I would like to address the very real points raised by these bloggers. Most of the complaints fall into two categories. The main one goes something like this: “I’ve got a great system, why can’t Wall Street recognize me?” In both these cases, the writers identify themselves as “quants” and blame the bottom-up fundamental stock picking mindset as mental barriers to superior mutual fund performance.
The second complaint is voiced more indirectly. If there are great quantitative systems or thinkers around, why can’t the average mutual fund outperform?
Would you go to a pizza joint for sushi?
There are a number of misconceptions at work here. These writers fail to understand that asset management is a business. More importantly, they fail to understand what mutual fund managers are selling.
Investors use mutual funds as building blocks in their portfolios. Allocate 60% to stocks, 40% to bonds. Within the stock portfolio, allocate this much to large caps, that much to small caps. Maybe if you have a great growth manager, then offset it with a value manager, etc.
Style drift is death to mutual fund marketing. Investors don’t like surprises. If you bought a fund that was labeled as a mid-term government bond fund, what would your reaction be if you found it stuffed full of emerging market bonds? What is the mutual fund manager’s business risk if the emerging markets blew up?
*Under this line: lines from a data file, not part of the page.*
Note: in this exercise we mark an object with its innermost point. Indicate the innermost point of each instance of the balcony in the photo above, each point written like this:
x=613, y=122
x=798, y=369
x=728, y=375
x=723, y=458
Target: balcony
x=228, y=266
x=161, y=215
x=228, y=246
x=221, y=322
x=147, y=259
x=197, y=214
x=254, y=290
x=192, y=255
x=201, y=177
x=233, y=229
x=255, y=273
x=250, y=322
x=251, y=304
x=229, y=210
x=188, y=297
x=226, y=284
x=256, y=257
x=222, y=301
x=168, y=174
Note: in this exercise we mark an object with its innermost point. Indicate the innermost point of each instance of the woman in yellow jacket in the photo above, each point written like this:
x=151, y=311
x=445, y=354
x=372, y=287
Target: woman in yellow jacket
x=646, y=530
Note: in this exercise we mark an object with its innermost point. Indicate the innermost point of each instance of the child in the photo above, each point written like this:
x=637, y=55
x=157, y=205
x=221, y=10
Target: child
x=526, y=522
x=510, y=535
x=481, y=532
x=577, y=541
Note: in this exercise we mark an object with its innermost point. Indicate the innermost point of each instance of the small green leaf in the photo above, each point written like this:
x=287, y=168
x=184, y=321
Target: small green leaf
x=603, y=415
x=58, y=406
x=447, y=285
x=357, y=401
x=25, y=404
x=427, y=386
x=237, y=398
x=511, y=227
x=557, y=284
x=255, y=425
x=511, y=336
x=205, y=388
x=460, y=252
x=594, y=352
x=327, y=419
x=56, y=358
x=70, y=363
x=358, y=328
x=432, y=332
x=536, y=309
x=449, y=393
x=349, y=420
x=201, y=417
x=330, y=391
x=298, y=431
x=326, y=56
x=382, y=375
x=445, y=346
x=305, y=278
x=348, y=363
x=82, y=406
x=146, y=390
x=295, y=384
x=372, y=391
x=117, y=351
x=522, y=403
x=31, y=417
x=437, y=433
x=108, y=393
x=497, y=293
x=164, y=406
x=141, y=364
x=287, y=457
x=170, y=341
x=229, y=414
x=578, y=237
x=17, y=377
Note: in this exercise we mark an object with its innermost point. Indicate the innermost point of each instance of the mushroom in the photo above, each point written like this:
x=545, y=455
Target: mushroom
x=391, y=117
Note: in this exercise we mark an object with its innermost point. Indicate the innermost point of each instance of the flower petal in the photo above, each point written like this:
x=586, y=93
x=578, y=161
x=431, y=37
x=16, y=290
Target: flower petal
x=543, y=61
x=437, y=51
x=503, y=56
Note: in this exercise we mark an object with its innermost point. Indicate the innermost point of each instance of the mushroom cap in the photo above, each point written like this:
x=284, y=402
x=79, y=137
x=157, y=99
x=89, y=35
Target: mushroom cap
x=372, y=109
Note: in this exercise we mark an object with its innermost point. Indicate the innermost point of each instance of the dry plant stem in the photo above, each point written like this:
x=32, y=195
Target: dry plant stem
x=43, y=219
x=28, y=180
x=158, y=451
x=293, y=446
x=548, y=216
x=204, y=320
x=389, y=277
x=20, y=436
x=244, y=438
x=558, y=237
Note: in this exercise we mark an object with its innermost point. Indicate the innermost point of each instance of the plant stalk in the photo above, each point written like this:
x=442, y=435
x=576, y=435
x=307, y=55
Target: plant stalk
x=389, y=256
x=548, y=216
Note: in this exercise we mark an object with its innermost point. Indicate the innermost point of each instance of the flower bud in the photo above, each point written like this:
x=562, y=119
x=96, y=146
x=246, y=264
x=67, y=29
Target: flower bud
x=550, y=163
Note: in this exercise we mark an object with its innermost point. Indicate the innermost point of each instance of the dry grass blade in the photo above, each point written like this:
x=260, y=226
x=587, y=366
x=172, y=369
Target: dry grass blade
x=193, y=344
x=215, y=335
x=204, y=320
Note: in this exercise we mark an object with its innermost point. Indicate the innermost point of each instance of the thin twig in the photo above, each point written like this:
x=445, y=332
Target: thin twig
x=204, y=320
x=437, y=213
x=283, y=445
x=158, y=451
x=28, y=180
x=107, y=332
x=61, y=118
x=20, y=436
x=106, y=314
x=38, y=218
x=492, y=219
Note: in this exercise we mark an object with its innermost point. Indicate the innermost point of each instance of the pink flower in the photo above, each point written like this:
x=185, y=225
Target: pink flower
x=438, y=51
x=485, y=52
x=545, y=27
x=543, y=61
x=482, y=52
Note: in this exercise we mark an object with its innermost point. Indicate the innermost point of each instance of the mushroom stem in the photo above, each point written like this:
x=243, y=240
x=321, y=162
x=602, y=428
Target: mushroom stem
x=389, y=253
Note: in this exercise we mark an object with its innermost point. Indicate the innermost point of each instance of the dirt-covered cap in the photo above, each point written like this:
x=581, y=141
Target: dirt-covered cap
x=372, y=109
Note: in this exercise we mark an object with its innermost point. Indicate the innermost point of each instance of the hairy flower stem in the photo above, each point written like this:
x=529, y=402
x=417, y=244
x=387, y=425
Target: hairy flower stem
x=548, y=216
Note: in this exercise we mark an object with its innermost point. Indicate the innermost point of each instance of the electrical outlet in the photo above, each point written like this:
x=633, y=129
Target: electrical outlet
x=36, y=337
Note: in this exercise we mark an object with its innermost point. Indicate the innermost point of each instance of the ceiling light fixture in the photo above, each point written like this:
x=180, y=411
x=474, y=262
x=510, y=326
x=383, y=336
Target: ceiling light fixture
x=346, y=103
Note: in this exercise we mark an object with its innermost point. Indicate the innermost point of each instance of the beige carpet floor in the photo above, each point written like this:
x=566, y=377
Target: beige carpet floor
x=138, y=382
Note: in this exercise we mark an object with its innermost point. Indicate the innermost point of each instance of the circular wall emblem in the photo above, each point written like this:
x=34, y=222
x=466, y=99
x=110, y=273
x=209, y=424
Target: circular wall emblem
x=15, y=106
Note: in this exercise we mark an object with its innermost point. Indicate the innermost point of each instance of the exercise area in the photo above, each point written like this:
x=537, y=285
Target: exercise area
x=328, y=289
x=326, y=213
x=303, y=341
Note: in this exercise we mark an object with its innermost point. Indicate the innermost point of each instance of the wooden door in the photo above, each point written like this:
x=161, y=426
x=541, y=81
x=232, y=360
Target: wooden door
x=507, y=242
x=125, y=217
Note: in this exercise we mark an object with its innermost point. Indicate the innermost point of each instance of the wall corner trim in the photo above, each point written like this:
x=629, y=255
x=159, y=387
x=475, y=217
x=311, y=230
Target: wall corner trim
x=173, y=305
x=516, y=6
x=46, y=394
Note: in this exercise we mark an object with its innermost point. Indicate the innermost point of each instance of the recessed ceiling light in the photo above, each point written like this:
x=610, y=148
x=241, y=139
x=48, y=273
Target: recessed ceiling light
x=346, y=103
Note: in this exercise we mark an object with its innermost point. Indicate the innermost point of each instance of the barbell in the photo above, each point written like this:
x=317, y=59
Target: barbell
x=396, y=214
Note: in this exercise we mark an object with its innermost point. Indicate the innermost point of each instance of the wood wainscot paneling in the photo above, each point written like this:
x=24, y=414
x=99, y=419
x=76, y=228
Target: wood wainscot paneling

Do you go to a pizza restaurant and order sushi? Mutual fund managers are acting rationally. They are delivering what their customer wants. Straying from their mandate is the equivalent of offering sushi at a pizza joint. While bloggers such as Stokes, who work mainly on market timing models, have some very interesting ideas. Unfortunately for him, many of their ideas don’t fit in the mutual fund “boxes”.
He’s just not that into you
There is admittedly a cultural divide between fundamental stock pickers and quants. I have experienced that all my professional life. The job interview described by Damian, a quant, by a fundamental stock picker was an example of that divide.
Accept it. He’s just that into you.
I would take exception, however, to some of the points raised in his post.
Reliance on a single approach: Not all fund managers are fundamental stock pickers. There are many quant firms out there. One example of prominent name who has been in the news a lot recently is Jeremy Grantham of GMO.
Strategy Scaling Requirement: Damian admits that “many of the quantitative strategies that people put forward on the net (including my own) simply won’t scale to the size of a $1b fund.” If a strategy isn’t very scalable, isn’t its commercial value limited?
Fully invested: See my previous comment about ordering sushi at pizza joints. Mutual funds are there to provide an investor exposure to an asset class. Unless you style yourself as a market timing fund or an absolute value fund, then not being fully invested all the time is style drift.
100 stocks or more = Indexing: As a quant, he should know better than that. If I were to hold an equal weighted portfolio of the top 100 stocks in the S&P 500 (^GSPC), the forecast tracking error, according to most risk models, would easily be in the 3-5% range. (Note that tracking error is defined as the forecast one-standard deviation return difference between a portfolio and its benchmark).
If you’re so smart, start a hedge fund
I have also done a lot of interesting work as a quant during my life. You can find some examples here and here - and they only scratch the surface of my thinking. Most notably, some of my models didn’t blow up in August 2007 when many equity quant funds melted down, indicating a crowded trade. I recognize that in many cases, the chemistry just isn’t right.
If people who complain about mutual funds believe that they have a real alpha, then the answer is simple: go start a hedge fund! Hedge funds are supposed to be the embodiment of pure alpha.
Oops! We know how that turned out for a lot of people.
In reality, there is a lot more to portfolio management that knowing what to buy and sell. The case of Peter Schiff
is a recent example but he is not alone. That’s why I am working on my book project
.
Amateurs pick stocks, sectors, markets, time markets, etc. Professionals manage portfolios.